I'm a 16 year old girl, who has never been asked out and have never been told that I am beautiful or loved. My dad tells me that no one will ever love me because I am fat, ugly and stupid. Every day it’s the same. I go to school, then come home without talking to anyone unless it’s a teacher and that is only when no one is around to hear, if I can help it. When I get home I make dinner for my dad so that he can eat when he gets home then I do my homework. In school I don’t have to work hard because in the summer I work on getting ahead because there is nothing else for me to do seeing as I have no friends to hang out with and all my family either hates me or is not alive anymore.

By the time nine come around my dad has had lots of beer and is drunk. He comes up to my room and beats me and does other things that I really don't feel like saying and then leaves to go pass out, whether it’s on the couch in the living room or in his room. After he leaves my room and I know that he is out and won’t be waking up anytime soon, I take a scolding hot shower and scrub my whole body, especially  where he touched me, I scrub myself so much that sometimes I almost bleeds, then I get out and get in bed.

When he beats me I don't yell or cry out I try to not show any sign of emotion because I have learned that when I do he likes it and he makes it go on longer and I just want it to be over as soon as it possibly can, even though it makes him mad that I don’t cry out, I still don’t.

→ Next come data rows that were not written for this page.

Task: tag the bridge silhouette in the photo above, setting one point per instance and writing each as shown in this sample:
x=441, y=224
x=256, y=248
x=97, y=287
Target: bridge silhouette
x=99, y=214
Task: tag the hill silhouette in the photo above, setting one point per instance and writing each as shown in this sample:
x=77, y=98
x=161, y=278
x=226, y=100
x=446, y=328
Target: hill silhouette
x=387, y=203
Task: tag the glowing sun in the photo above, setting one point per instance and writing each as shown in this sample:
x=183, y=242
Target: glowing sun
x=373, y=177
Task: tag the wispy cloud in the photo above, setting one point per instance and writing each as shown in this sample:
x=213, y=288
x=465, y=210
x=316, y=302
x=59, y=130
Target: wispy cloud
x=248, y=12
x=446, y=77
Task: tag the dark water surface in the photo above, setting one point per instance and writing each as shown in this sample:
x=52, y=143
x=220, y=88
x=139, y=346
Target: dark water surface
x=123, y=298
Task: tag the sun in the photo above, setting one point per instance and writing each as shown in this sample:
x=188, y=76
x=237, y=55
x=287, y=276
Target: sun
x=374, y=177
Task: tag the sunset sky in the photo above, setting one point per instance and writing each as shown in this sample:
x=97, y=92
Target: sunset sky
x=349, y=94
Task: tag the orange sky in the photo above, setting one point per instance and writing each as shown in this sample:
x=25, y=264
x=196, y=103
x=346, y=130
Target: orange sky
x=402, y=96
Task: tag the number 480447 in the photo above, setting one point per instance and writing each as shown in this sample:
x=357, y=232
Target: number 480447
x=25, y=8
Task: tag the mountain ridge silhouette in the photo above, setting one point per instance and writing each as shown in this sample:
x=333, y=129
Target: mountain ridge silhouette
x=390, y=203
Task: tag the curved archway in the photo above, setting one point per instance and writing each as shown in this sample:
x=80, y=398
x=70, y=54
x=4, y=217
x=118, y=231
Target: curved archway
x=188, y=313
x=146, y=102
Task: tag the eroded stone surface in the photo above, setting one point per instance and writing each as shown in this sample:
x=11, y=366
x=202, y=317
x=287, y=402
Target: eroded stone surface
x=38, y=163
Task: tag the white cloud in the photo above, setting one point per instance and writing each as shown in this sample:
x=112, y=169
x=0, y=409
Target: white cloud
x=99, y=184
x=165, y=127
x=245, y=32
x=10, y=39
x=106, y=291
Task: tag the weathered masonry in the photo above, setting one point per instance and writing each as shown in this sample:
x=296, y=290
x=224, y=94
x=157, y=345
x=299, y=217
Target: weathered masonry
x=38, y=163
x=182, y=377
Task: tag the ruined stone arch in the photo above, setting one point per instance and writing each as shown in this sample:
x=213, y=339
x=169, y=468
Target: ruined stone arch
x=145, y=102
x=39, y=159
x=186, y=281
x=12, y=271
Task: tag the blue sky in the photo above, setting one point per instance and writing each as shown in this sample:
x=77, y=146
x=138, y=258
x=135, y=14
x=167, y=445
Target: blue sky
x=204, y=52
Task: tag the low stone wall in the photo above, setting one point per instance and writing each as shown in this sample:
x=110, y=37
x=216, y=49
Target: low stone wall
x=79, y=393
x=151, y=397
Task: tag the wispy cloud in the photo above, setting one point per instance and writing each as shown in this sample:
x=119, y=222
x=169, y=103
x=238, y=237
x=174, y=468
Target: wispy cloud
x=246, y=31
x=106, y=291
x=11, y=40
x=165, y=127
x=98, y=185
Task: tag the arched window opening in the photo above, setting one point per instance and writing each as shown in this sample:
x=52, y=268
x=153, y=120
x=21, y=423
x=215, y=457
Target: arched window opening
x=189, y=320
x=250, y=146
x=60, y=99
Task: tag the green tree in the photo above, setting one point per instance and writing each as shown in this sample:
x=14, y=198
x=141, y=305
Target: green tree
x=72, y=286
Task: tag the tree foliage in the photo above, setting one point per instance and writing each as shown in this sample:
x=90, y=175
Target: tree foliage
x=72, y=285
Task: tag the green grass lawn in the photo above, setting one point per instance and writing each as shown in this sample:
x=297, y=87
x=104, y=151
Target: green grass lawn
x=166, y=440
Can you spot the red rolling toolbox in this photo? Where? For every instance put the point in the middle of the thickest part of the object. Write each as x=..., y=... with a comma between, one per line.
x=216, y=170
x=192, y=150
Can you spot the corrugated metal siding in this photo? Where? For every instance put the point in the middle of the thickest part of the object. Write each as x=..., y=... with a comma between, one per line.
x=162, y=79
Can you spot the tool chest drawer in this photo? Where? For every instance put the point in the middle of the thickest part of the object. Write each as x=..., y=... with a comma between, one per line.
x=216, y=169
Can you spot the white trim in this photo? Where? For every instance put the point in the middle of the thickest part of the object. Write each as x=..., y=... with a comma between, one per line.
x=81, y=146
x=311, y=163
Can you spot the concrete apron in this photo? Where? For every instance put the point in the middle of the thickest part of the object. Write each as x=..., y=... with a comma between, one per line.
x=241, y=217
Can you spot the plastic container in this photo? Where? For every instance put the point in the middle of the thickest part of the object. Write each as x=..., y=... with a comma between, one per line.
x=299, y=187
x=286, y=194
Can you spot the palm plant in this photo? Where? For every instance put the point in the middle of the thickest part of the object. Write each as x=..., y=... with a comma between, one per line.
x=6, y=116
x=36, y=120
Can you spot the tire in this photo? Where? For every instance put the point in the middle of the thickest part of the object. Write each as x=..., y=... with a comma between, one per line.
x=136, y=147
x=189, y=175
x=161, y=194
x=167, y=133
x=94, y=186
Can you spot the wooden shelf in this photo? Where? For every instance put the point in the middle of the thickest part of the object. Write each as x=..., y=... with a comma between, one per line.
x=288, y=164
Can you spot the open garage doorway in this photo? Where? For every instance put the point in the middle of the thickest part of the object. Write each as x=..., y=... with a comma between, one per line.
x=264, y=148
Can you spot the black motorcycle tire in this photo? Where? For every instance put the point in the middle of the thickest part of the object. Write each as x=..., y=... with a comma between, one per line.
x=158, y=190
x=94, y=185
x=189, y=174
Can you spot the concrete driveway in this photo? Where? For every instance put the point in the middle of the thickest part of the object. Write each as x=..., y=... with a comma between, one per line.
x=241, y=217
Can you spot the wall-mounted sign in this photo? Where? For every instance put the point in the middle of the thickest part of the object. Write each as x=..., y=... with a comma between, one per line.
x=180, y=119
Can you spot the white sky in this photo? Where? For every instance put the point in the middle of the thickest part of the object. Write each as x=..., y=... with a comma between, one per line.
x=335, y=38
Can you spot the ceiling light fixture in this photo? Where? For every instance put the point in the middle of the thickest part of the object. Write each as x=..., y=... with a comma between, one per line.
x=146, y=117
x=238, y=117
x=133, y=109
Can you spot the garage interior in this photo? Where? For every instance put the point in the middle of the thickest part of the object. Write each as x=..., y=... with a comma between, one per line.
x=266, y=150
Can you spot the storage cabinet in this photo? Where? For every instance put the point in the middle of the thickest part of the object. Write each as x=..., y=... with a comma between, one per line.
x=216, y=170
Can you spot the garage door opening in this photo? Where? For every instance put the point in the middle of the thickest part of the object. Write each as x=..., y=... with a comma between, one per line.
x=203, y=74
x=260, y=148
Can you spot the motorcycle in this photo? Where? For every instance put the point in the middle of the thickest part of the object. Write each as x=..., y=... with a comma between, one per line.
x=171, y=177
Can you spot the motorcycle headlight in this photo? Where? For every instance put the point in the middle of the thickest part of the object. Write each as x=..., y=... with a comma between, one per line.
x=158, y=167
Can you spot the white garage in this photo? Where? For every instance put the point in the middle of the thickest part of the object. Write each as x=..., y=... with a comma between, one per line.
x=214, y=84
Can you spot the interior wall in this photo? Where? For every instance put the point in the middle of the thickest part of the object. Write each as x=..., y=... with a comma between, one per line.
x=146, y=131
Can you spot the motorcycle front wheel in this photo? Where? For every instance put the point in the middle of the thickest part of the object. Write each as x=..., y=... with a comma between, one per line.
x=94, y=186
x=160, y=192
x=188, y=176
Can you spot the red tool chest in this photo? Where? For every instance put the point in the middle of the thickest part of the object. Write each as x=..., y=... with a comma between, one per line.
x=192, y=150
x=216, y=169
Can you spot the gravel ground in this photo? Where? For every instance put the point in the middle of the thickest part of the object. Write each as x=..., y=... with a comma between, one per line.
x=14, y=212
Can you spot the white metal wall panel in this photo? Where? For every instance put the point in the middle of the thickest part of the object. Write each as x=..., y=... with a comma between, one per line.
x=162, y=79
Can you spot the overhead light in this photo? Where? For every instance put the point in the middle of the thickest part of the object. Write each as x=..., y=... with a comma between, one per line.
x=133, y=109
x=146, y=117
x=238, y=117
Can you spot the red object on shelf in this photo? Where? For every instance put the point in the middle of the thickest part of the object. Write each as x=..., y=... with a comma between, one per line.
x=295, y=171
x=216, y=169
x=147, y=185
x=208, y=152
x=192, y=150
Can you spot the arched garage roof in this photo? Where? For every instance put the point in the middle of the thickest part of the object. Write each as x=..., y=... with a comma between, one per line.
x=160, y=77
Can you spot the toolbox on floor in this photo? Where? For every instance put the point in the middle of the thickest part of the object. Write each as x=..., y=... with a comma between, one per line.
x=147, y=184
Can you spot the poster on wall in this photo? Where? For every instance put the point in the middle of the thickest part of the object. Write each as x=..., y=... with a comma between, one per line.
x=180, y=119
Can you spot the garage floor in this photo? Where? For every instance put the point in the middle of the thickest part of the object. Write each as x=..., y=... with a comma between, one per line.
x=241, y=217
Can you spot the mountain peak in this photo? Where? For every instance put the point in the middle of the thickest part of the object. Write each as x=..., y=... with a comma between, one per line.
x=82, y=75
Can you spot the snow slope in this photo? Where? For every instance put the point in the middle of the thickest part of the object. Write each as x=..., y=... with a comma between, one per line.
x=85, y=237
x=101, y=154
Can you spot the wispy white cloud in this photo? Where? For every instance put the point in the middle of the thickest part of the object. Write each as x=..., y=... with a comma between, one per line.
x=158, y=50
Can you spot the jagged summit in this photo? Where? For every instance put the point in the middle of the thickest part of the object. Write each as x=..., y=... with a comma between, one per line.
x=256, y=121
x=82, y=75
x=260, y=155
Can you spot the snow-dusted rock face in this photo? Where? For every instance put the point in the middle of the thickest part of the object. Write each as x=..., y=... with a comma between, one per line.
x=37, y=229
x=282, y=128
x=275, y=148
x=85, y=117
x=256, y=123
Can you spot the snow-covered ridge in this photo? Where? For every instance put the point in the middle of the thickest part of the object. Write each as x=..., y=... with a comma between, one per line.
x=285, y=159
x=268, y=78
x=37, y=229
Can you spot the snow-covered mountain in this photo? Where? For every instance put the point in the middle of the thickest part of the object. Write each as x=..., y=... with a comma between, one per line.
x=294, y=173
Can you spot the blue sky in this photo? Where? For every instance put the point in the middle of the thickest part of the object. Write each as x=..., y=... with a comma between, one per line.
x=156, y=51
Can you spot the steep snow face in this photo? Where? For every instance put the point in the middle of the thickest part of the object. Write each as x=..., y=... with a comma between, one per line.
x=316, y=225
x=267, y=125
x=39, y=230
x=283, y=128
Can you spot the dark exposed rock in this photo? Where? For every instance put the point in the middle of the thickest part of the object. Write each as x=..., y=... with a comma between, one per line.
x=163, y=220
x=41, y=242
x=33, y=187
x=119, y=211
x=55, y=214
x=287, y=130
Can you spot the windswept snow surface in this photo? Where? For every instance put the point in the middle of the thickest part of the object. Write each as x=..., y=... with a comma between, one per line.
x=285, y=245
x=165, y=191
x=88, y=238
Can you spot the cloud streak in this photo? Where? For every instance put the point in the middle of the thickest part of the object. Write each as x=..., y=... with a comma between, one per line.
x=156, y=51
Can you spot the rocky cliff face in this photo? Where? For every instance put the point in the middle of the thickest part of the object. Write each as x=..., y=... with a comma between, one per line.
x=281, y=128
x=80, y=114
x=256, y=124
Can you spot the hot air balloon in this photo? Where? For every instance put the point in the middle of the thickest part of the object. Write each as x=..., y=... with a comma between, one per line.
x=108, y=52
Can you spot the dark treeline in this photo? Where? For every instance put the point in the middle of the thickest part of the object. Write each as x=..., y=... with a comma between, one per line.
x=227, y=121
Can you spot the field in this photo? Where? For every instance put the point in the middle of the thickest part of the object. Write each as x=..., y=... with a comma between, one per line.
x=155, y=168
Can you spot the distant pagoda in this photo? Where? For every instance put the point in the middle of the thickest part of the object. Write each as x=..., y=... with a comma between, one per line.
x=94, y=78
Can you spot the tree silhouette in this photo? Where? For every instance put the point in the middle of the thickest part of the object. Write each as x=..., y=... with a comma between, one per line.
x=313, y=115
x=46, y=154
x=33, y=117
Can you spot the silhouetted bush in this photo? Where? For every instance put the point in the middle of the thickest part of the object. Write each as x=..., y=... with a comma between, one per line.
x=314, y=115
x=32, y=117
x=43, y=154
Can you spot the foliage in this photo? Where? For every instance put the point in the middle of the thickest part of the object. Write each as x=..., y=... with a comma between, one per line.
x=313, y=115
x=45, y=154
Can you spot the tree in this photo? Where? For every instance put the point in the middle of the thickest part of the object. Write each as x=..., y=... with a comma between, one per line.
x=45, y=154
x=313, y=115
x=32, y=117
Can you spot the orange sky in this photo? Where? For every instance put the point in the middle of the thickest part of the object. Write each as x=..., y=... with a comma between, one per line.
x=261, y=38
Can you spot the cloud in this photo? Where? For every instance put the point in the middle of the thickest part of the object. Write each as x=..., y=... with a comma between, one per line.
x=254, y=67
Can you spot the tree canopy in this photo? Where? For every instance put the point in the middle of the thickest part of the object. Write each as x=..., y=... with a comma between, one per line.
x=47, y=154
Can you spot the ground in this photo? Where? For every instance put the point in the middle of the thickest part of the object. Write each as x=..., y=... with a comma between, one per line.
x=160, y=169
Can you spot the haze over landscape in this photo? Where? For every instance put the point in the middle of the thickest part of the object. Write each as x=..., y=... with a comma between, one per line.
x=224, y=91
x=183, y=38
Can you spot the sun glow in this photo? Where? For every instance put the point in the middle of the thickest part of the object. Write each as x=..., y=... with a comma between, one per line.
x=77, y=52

If you are wondering why my mom lets him do this to me she can’t do anything about it because she is no longer alive. He wasn’t like this when she was alive, he was nice and we were a family, we would play dress up and go to the park and just be like a normal family, but ever since she passed he has been going off the deep end and beating me. She died when I was little like maybe five or six so I don’t remember all that much, she was in an accident and after that everything started to go downhill. I was asleep in the backseat so I don’t really know anything that happened in the crash. The police report said there was an animal in the road and she swerved because she didn't want to hit it, but I know the truth, everyone thinks that when you are a young child that you don't know what is happening and that you don't understand but they are wrong. When you are young you notice a lot of things but you don’t say anything because you also notice that they are trying very hard for you not to see what is actually going on.

The real reason that she went off the road is because that was her way of suicide, her way of getting out of this life and she was also trying to help me by taking me with her because she knew that is she was gone then he would have to find another person to “play” with and she knew that would fall on me, but her plan didn’t work very well because I am still here and I have had to live with it since I was five because of her. I’m not mad at her but at the same time I am, because she left me all alone with the monster that I’m supposed to call dad.

Oh, whoops! Please excuse my awful manners, you are probably wondering who I am, well my name is Elizabella Verona.